I remember the day that I consider to be the worst day I could ever have had.  I was about 10 years old and I was with my father.  He was an avid model airplane hobbyist.  We were at a flying field and he was doing his flying thing.  Thinking about it today I wish I could have foreseen what was about to happen.  But one of his friends happened to be there.  But he wasn’t doing anything but hanging around our car and my father’s planes.  Well he then approached me and started asking me about how I like planes and if I liked flying them.  He also started putting his hands on me in the wrong way.  This went on for a bit and he then pretty much had his way with me and my father just looked on and did nothing.  I remember looking at my father for help and to make it stop.  It never happened.  This was the life I lived.  This was the life that had no forgiveness, mercy or love.  It was a life not so forgiving.

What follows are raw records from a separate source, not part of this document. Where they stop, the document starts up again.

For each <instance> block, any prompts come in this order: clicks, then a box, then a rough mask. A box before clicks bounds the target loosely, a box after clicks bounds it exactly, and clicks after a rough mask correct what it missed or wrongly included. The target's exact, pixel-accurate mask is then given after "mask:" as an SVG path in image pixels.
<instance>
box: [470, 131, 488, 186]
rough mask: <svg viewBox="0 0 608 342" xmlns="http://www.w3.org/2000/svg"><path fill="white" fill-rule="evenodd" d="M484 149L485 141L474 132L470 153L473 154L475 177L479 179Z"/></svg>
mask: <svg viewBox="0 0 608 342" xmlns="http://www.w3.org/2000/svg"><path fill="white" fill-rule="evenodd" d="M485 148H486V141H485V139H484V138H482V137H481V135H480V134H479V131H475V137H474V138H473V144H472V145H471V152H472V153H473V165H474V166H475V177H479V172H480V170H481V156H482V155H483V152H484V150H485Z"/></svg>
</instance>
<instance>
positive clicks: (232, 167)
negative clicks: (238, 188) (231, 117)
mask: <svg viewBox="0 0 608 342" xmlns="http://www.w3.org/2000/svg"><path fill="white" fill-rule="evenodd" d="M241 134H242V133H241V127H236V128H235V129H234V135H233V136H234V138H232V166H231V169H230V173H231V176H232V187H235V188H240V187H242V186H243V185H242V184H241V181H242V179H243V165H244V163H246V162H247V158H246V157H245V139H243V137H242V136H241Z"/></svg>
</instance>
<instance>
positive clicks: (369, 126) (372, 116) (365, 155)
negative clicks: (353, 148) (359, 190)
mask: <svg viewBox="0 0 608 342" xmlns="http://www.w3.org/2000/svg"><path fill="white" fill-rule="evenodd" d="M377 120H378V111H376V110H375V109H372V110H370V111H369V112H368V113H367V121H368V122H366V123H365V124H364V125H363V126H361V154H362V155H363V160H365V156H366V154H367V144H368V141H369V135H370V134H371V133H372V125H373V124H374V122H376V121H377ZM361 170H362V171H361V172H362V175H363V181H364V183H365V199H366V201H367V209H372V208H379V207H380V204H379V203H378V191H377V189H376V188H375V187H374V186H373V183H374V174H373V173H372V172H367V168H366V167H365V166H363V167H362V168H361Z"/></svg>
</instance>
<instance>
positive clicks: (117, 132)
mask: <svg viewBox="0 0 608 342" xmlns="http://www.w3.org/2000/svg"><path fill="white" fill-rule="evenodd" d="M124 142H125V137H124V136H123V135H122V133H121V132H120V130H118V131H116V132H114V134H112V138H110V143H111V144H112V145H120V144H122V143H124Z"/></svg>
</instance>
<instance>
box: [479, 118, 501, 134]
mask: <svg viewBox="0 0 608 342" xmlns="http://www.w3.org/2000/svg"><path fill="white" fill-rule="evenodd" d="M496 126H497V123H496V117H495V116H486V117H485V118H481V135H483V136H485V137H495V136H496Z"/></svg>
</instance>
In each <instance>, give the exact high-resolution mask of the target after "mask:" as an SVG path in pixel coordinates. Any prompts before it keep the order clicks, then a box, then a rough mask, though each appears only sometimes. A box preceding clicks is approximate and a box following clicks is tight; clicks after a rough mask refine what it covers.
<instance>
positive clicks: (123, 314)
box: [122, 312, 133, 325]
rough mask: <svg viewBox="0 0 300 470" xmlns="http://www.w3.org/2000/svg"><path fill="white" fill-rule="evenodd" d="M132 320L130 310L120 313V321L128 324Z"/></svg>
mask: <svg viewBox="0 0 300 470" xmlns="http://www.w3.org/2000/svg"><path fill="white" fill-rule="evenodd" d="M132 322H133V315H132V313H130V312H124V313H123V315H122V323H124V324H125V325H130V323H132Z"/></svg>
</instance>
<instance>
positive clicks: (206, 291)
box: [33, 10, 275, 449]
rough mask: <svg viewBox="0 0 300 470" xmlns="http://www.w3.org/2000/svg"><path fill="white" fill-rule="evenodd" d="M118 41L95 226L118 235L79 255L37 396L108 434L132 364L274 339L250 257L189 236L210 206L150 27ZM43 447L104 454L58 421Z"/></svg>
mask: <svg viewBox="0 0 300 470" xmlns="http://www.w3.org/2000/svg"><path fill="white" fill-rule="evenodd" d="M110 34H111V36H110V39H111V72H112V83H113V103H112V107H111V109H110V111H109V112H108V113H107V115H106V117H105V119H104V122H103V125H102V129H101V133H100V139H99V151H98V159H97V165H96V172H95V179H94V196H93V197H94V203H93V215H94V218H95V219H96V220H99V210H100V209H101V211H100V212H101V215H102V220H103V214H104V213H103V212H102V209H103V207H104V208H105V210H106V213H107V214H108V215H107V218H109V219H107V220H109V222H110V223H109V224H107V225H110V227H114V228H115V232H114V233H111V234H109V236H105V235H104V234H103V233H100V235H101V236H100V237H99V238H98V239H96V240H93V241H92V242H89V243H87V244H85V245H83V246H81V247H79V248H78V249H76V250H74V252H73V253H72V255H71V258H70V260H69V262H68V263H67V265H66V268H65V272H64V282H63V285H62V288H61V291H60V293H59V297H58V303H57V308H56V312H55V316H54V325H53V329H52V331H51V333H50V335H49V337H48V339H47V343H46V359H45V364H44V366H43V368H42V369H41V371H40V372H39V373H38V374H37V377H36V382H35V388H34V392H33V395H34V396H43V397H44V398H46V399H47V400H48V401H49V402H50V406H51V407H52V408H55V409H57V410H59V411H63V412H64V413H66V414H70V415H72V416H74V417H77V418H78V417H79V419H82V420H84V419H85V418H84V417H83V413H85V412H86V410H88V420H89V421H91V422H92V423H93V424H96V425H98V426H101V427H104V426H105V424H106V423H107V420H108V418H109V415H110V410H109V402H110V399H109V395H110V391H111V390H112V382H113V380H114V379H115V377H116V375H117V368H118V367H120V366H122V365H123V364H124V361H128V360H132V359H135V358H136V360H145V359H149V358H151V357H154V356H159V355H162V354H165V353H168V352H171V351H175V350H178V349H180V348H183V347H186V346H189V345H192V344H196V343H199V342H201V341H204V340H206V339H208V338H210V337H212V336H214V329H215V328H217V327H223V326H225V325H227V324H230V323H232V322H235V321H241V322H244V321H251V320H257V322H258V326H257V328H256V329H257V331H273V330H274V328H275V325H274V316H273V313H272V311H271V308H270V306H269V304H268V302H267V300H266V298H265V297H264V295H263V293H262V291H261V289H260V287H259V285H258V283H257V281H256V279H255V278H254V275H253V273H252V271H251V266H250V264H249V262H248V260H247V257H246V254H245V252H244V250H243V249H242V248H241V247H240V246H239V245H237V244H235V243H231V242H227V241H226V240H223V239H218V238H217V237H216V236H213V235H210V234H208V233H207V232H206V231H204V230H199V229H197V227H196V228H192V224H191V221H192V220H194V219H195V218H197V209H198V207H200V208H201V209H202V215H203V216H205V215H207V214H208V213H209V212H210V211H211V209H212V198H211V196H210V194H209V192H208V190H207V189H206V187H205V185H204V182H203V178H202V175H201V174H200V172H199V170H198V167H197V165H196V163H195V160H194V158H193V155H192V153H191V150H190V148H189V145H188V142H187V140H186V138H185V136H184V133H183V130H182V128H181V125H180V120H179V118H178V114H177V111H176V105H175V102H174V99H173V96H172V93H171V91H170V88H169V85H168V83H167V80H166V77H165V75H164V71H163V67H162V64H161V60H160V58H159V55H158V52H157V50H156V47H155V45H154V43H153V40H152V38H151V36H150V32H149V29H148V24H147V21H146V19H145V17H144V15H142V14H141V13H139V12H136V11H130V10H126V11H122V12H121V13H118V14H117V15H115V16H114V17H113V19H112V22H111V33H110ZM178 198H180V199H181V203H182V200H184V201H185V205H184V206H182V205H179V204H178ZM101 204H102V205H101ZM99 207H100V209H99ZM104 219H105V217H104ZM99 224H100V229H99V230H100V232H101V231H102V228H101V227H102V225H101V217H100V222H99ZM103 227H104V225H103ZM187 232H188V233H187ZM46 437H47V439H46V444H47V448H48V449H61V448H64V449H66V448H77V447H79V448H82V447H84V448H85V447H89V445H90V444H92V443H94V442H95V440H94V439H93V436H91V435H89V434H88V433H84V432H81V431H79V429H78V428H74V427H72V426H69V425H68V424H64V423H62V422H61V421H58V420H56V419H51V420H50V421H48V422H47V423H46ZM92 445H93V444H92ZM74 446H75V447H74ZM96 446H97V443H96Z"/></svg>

Growing up I had to live through daily abuse.  I’m sure that it did not occur every single day of my life.  But as a child and in adolescence it seemed to be every day.  I found myself finding places to hide to avoid that abuse.  I spent a lot of days hiding in the woods, in closets, the backyard, friend’s houses, tree forts, and even under my bed.  I spent hours laying as still as possible under my bed when he was looking for me.  Sometimes he would find me where I was hiding.  Other times I won and got away with a day of no abuse.  Survival was a part of life as much as needing to eat is a part of anyone's life.  All of my cries for help were never heard.  The silence that followed every incident of abuse was deafening.  
Don't let life run you over and continue to victimize you.  No one has the power to stop you from being who and what you want regardless of what you suffered.  Use your past as fuel to ignite the fire that will make you something great in this unforgiving world.  Take life by the ears and scream as loud as you can right in it's face.